Die besten Startups reagieren oftmals beinahe allergisch auf strategische Investoren. Das liegt zum einen in der Befürchtung, dass sich ein Startup mit Aufnahme eines Strategen in seinen Gesellschafterkreis praktisch von dessen Wettbewerbern — sei es als Kunde, zukünftigen Investor oder auch Käufer — abschottet. Dieser Wettbewerbsnachteil kommt besonders in der Immobilienbranche bei B2B-Geschäftsmodellen zum Tragen, da es häufig in den einzelnen Stufen entlang der Wertschöpfungskette nur wenige Markteilnehmer mit signifikanter Größe gibt und entsprechend die Barrieren zwischen ihnen hochgezogen sind.

Zum anderen fürchten Startups die — wer hätte es gedacht — strategischen Interessen eines strategischen Investors. Während das vordergründige Ziel eines Startups das Wachstum ist, spielt für Corporates in vielen Fällen die aus ihren Investments generierte Finanzrendite in der eigenen Bilanz eine untergeordnete Rolle.

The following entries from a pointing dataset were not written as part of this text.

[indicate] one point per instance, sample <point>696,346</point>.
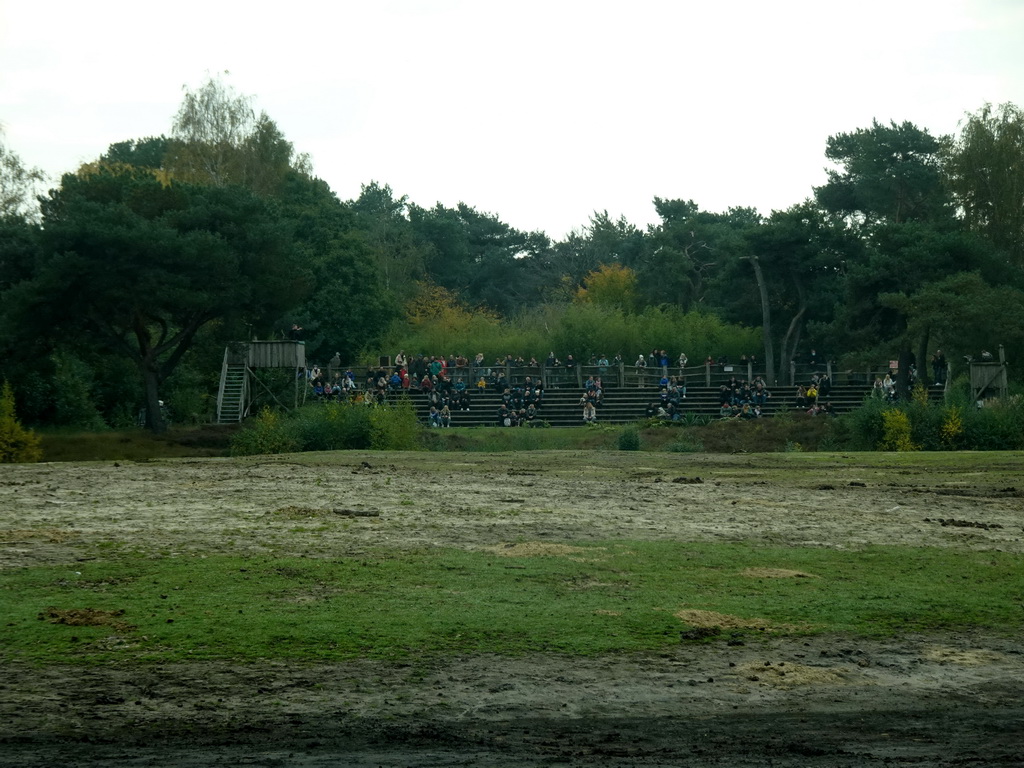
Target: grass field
<point>418,587</point>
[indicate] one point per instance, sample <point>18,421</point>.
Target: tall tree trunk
<point>154,414</point>
<point>765,321</point>
<point>794,332</point>
<point>903,374</point>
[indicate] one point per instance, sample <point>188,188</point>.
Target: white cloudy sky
<point>539,112</point>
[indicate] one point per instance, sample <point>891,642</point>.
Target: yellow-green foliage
<point>951,430</point>
<point>16,443</point>
<point>267,433</point>
<point>394,427</point>
<point>920,394</point>
<point>896,431</point>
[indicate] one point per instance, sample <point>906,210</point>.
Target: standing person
<point>641,366</point>
<point>939,368</point>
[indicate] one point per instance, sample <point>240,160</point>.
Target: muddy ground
<point>950,699</point>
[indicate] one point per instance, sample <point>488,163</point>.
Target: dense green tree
<point>350,306</point>
<point>602,242</point>
<point>140,267</point>
<point>797,258</point>
<point>886,173</point>
<point>985,169</point>
<point>384,219</point>
<point>689,252</point>
<point>479,257</point>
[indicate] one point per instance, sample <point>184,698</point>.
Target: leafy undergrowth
<point>578,600</point>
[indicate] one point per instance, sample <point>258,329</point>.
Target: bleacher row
<point>623,406</point>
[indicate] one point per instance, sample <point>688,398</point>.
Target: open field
<point>509,609</point>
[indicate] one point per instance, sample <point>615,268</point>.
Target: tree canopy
<point>165,247</point>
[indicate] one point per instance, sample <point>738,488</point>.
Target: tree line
<point>120,286</point>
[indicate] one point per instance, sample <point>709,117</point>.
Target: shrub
<point>629,439</point>
<point>73,402</point>
<point>17,444</point>
<point>394,427</point>
<point>332,426</point>
<point>896,431</point>
<point>267,433</point>
<point>951,431</point>
<point>687,443</point>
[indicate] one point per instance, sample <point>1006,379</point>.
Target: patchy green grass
<point>594,598</point>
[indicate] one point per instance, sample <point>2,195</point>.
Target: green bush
<point>72,391</point>
<point>17,444</point>
<point>629,439</point>
<point>687,443</point>
<point>267,433</point>
<point>332,426</point>
<point>394,427</point>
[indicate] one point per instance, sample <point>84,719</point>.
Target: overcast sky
<point>541,113</point>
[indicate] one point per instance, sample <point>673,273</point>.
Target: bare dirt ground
<point>951,699</point>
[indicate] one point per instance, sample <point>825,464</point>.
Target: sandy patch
<point>539,549</point>
<point>790,675</point>
<point>963,656</point>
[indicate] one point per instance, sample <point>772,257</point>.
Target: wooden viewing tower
<point>988,378</point>
<point>240,386</point>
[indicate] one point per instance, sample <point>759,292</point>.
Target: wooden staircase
<point>231,393</point>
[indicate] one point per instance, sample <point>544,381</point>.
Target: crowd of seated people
<point>592,397</point>
<point>669,406</point>
<point>520,406</point>
<point>446,382</point>
<point>813,397</point>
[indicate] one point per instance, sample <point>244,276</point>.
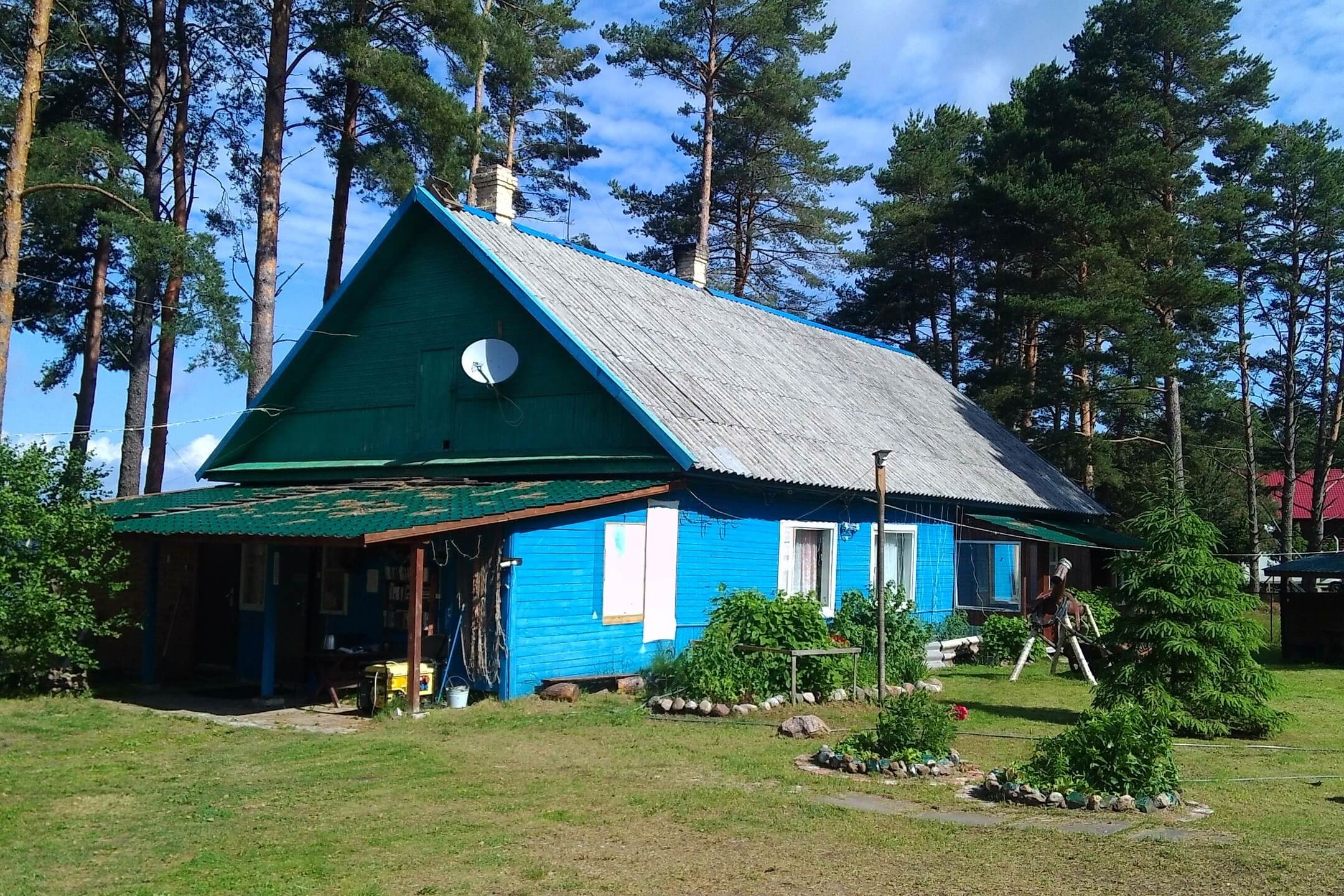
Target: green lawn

Sie verfolgen daher oftmals strategische Ziele, wie bspw. genau die Herbeiführung der Abschottung des Startups vom restlichen Markt, um ihren Wettbewerbern den Mehrwert des Startups zu verwehren oder einen Verkauf des Startups — und somit auch der eigenen Daten — zu verhindern.

Zwar gibt es durchaus löbliche Ausnahmen in der harmonischen Zusammenarbeit von Startups, Strategen und Finanzinvestoren (beispielsweise bei unserer Beteiligung Architrave), ganz allgemein gesprochen liegen die Interessen von reinem Finanzinvestor und Startup aber oftmals deutlich enger beieinander bzw. sind zumindest substanziell transparenter und damit berechenbarer.

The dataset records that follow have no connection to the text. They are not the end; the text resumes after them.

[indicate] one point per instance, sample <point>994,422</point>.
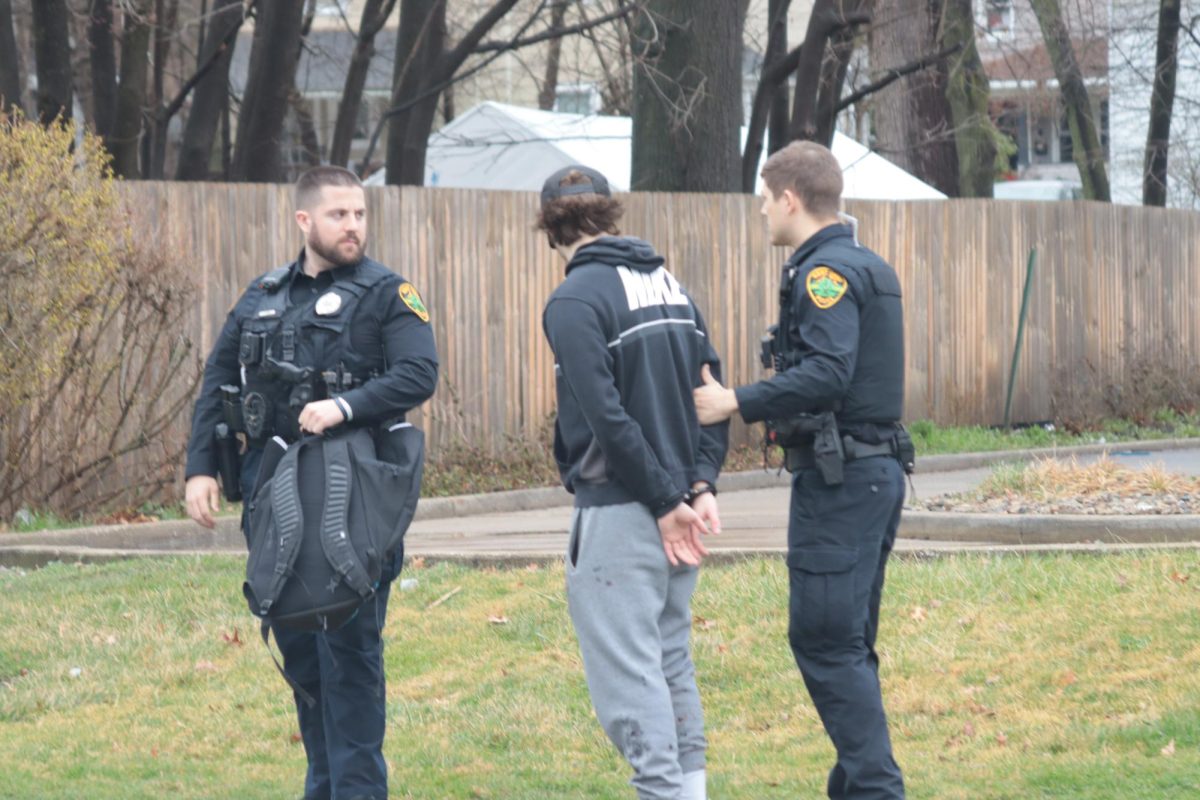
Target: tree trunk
<point>423,65</point>
<point>769,107</point>
<point>688,97</point>
<point>273,66</point>
<point>780,103</point>
<point>309,138</point>
<point>1162,100</point>
<point>102,53</point>
<point>912,116</point>
<point>211,94</point>
<point>166,17</point>
<point>549,92</point>
<point>1080,118</point>
<point>132,89</point>
<point>375,14</point>
<point>967,91</point>
<point>52,48</point>
<point>10,64</point>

Im Ergebnis riskieren strategische Investoren, die ausschließlich auf direkte Beteiligungen setzen, oftmals eine adverse Selektion, da sich die besten Startups die — subjektiv — besten Investoren aussuchen.

Wir sind daher auch nach gut einem Jahr Investmentaktivität überzeugt von unserem Ansatz, mit PropTech1 nach außen, also gegenüber den Startups, rein als unabhängiger Finanzinvestor aufzutreten. Zugleich können wir jedoch, durch eine Vielzahl (heute bereits mehr als 20, mit steigender Tendenz) an Immobilienunternehmen und -unternehmern als Gesellschafter in unserem Fonds, den Startups die gleichen oder oftmals sogar mehr Mehrwerte als ein einzelner Immobilieninvestor bieten.

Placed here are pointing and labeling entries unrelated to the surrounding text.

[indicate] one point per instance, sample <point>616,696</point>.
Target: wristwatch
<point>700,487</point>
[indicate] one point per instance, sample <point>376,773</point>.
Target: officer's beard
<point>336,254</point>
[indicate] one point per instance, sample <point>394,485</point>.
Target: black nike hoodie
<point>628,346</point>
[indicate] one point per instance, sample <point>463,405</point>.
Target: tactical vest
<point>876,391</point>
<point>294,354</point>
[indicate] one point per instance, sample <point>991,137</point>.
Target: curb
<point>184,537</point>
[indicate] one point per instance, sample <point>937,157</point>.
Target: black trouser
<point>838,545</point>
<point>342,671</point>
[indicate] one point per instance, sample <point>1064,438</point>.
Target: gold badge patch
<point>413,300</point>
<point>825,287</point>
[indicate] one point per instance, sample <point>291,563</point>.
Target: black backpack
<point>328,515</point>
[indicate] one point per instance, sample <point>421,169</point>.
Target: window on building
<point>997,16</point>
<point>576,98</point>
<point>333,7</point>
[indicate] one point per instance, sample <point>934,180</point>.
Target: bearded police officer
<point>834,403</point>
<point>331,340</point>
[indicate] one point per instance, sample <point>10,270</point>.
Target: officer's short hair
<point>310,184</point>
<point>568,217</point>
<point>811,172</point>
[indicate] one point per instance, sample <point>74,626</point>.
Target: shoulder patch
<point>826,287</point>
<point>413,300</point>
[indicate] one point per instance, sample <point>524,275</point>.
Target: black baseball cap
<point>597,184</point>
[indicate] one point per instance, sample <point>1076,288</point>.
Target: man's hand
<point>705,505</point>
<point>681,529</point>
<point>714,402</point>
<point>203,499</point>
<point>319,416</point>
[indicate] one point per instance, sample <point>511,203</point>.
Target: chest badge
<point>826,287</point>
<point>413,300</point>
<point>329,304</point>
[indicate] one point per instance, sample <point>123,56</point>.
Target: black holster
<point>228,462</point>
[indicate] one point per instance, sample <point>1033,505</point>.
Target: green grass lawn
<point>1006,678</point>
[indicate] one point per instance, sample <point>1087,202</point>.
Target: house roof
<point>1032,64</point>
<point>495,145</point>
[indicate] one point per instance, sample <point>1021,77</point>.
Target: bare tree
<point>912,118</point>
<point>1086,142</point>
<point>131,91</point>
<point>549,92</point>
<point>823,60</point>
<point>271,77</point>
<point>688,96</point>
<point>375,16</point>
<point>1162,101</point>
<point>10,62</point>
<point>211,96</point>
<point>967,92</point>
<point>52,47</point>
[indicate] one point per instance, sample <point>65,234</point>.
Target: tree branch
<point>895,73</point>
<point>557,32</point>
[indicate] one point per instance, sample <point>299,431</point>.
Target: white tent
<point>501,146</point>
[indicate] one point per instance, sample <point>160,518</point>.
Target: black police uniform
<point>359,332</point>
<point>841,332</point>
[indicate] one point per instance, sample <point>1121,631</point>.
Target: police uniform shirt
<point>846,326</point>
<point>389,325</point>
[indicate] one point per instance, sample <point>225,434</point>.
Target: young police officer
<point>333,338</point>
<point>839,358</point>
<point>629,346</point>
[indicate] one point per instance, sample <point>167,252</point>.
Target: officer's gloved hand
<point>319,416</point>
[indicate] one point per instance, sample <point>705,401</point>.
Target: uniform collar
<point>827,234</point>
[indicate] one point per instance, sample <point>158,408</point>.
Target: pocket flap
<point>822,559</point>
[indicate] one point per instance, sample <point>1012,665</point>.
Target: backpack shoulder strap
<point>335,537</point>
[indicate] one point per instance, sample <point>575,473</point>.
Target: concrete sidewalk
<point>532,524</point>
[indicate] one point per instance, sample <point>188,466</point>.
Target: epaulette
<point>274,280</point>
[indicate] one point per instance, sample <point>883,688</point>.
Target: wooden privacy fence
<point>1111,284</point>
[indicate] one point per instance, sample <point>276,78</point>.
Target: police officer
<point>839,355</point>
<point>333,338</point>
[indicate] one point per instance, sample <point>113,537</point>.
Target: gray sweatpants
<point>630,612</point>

Ebenfalls erschaffen wir für unsere Gesellschafter so einen zusätzlichen Weg für Investments in Startups in Ergänzung zu ihren eigenen Direktinvestmentaktivitäten und erlauben daher aus deren Sicht ein mehrgleisiges Programm-Management mit sowohl direkten als auch indirekten Investments — und somit ein „Best of Both Worlds“.